Forage inoculants have always been a “buyer beware” market. Unlike corn hybrids and forage varieties, there is precious little third-party testing of available inoculant products. Fortunately, there has been enough research to guide producers in their general use.

Michelle Windle, Vita Plus forage products and dairy technical specialist, recently offered some research-backed guidelines to aid in silage/haylage inoculant use. Here are some of her insights:

1. Not all bacteria with the same name such as Lactobacillus plantarum or Lactobacillus buchneri behave exactly the same. It’s the letters or numbers that follow these names that distinguish them. Only research done on a unique strain of bacteria will apply to that specific inoculant.

2. Inoculants are not a replacement for good decision making. For example, silage that is put up too wet may still turn butyric whether an inoculant was used or not.

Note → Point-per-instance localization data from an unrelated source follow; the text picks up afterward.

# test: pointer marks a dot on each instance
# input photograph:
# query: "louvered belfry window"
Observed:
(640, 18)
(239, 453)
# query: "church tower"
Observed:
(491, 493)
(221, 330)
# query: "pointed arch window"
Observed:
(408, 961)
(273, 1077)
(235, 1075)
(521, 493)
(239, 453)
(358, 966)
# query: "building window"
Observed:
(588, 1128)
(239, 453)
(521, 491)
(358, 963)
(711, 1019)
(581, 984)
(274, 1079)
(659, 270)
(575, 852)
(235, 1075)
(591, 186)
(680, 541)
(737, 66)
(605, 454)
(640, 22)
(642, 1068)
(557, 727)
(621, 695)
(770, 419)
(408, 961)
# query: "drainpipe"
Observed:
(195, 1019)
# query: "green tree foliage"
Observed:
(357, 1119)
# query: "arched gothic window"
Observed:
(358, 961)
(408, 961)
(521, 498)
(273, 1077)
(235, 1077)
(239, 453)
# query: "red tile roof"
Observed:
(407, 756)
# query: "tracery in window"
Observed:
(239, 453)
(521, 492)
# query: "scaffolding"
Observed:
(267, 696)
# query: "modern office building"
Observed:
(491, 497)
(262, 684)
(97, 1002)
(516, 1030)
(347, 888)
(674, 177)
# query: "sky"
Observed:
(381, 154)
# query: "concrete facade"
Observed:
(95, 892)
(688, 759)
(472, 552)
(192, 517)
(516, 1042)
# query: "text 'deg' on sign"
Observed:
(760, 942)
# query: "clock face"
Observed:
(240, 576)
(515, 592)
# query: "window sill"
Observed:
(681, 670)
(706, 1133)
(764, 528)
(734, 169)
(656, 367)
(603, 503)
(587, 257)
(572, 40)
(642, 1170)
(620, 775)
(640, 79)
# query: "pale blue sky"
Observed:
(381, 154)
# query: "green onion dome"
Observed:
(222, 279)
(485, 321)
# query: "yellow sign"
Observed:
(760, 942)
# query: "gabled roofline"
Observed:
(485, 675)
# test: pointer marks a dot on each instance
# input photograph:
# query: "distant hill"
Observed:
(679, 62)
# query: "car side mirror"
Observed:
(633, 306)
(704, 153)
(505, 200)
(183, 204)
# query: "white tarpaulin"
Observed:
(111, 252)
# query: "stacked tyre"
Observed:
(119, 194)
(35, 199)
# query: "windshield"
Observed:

3. Inoculants only work where they are applied, making it important to apply inoculants uniformly on the crop.

4. Apply inoculants at the recommended rate. There is little to be gained from applying more or less.

5. Inoculants do not detoxify mycotoxins.

6. Inoculants are not effective if applying to an already fermented, ensiled crop when moving that crop to another location.

7. Both granular and liquid inoculants are equally effective if the crop has sufficient moisture. For drier crops (about 45 percent dry matter), there is an advantage to liquid applications.

8. All inoculants, granular and liquid, need to be used within 48 hours of opening the packaging.